When chlorine and hydrogen interacted, 10.08 liters of hydrogen chloride were formed.

When chlorine and hydrogen interacted, 10.08 liters of hydrogen chloride were formed. Calculate the masses and amounts of substances that have reacted.

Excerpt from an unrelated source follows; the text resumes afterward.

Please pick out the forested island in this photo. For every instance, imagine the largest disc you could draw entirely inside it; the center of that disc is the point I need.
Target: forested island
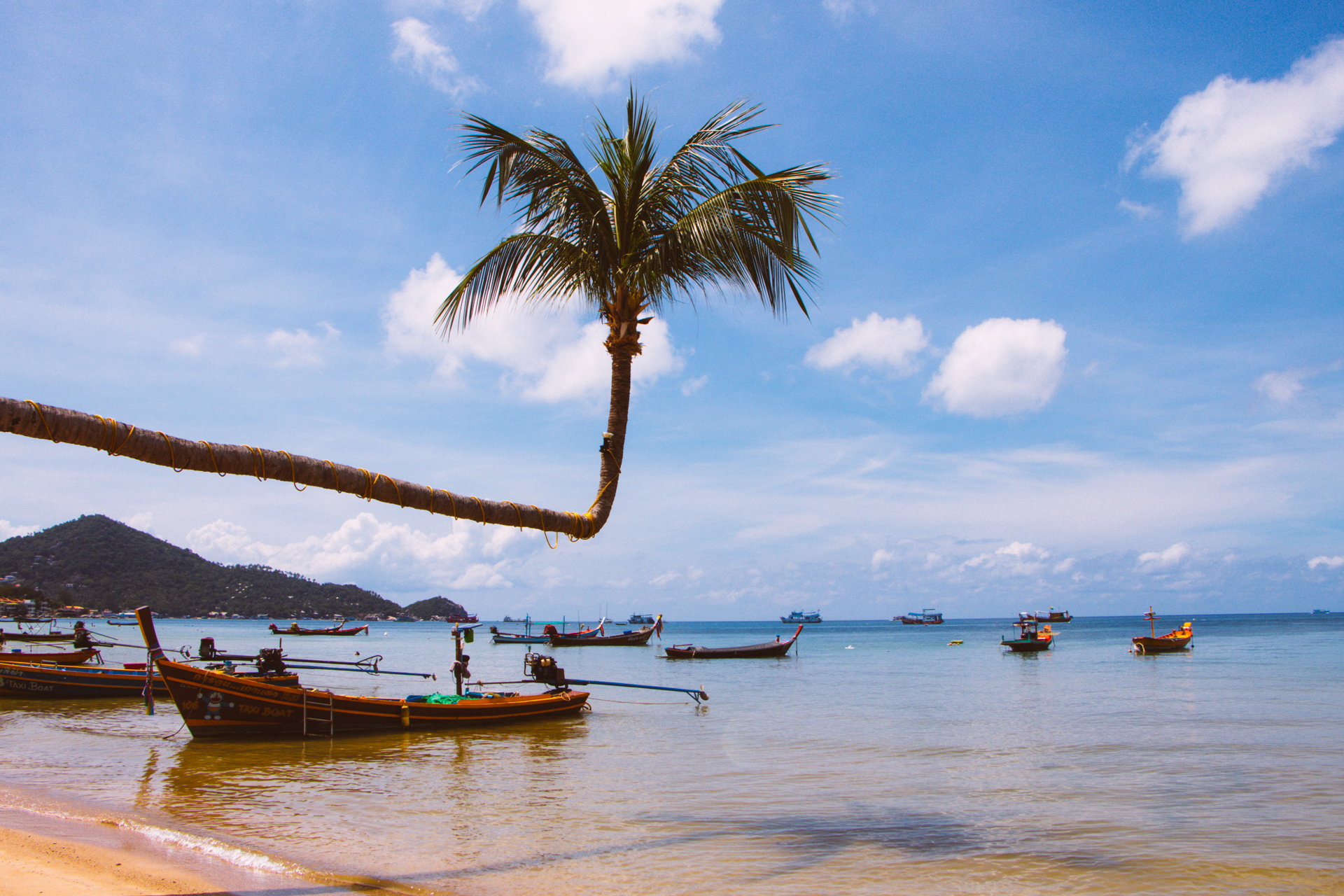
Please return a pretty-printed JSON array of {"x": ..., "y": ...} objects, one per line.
[{"x": 99, "y": 564}]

Let’s write down the solution, compose the reaction equation:
Cl2 + H2 = 2HCl – reaction of the compound, hydrogen chloride was obtained;
Let’s make calculations using the formulas of substances:
M (Cl2) = 2 * 35.5 = 71 g / mol;
M (HCl) = 1 + 35.5 = 36.5 g / mol;
Determine the amount of moles of hydrogen chloride:
1 mol of gas at n. y – 22.4 liters.
X mol (HCl) – 10.08 L from here, X mol (HCl) = 1 * 10.08 / 22.4 = 0.45 mol;
X mol (Cl2) – 0.45 mol (HCl);
-1 mol – 2 mol hence, X mol (Cl2) = 1 * 0.45 / 2 = 0.225 mol;
Find the amount of chlorine:
V (Cl2) = 0.225 * 22.4 = 5.04 L;
Chlorine mass is equal to:
m (Cl2) = Y * M = 0.225 * 71 = 15.97 g.
Let’s make the proportion:
X mol (H2) – 0.45 mol (HCl);
-1 mol – 2 mol from here, X mol (H2) = 1 * 0.45 / 2 = 0.225 mol;
Find the volume of hydrogen:
V (H2) = 0.225 * 22.4 = 5.04 liters.
The mass of hydrogen is:
m (H2) = Y * M = 0.225 * 2 = 0.45 g.
Answer: the volume of chlorine is 5.04 liters, the mass of chlorine is 15.97 g. The volume of hydrogen is 5.04 liters, the mass of hydrogen is 0.45 g.